CONFERENCIA Hans van Ditmarsch (LORIA, France)
Aula José Gaos, Instituto de Investigaciones Filosóficas, UNAM.
Abstract Dynamic epistemic logics are modal logics of knowledge (and belief) change, with modal epistemic operators to describe knowledge and dynamic modal operators to describe change of knowledge. In such a logic we can analyze the Moore-sentence: 'p is true but you don't know that p is true'; and also the Fitch-paradox: 'everything is knowable' is inconsistent with 'there is an unknown truth'.

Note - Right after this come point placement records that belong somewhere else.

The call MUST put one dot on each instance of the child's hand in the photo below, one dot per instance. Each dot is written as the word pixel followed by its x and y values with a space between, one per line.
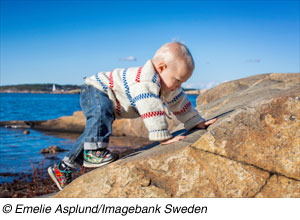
pixel 172 140
pixel 205 124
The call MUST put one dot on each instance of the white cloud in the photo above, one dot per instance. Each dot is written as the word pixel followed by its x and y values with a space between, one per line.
pixel 201 85
pixel 130 58
pixel 257 60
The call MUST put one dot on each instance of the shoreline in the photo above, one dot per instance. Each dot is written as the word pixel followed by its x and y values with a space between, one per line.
pixel 77 91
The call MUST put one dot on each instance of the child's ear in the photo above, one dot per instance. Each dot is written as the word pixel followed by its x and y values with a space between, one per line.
pixel 161 67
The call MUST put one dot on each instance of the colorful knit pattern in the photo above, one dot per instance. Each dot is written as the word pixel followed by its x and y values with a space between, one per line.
pixel 136 92
pixel 144 96
pixel 153 114
pixel 101 83
pixel 155 77
pixel 127 90
pixel 138 75
pixel 111 81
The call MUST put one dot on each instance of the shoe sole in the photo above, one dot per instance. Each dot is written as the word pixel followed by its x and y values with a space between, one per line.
pixel 88 164
pixel 53 177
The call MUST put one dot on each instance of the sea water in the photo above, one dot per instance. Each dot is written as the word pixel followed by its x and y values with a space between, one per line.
pixel 20 152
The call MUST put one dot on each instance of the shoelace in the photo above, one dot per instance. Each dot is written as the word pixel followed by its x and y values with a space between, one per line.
pixel 101 153
pixel 68 176
pixel 68 173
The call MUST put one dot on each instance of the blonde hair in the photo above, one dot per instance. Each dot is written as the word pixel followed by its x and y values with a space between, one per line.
pixel 170 51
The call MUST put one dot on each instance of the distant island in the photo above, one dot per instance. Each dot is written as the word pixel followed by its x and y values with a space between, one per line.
pixel 41 88
pixel 58 89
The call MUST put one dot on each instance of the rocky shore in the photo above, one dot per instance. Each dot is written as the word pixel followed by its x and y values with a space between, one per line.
pixel 254 151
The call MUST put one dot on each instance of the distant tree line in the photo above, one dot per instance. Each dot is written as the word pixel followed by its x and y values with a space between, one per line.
pixel 39 87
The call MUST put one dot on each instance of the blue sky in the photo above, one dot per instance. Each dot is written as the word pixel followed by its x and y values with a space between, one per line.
pixel 63 41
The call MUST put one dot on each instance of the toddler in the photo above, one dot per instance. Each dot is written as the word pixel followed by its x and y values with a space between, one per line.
pixel 131 93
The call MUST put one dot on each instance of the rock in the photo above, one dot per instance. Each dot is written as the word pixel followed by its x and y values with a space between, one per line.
pixel 252 152
pixel 26 132
pixel 52 150
pixel 260 131
pixel 279 187
pixel 170 171
pixel 76 124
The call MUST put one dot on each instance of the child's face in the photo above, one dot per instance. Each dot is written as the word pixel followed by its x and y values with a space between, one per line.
pixel 173 75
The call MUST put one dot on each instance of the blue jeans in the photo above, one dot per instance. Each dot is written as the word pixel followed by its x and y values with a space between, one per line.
pixel 99 114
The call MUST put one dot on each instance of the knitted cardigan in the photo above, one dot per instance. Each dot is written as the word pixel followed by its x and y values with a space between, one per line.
pixel 135 92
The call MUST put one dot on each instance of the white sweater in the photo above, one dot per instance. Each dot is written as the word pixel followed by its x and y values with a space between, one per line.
pixel 135 92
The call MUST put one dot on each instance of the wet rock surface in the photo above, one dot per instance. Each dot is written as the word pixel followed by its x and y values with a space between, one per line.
pixel 252 152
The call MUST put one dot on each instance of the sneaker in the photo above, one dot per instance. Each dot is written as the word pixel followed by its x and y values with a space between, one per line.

The Moore sentence becomes false as a consequence of being announced. In this sense it is an 'unsuccessful' knowledge update. 'Success' is one of the requirements in AGM belief revision. The Fitch paradox can be analyzed in dynamic epistemic logic when we interpret 'knowable' as 'known after an announcement'. The Moore and Fitch themes are much related and hold for S5 knowledge and for KD45 (consistent) belief. Given the interpretation of 'successful' as 'known after its announcement' 'knowable' as 'known after an announcement', successful implies knowable. But knowable does not imply successful. All propositions are knowable in a more general sense: for each proposition, we can know whether it is true: either the proposition can become known or its negation can become known. In that sense, the Moore sentence is knowable!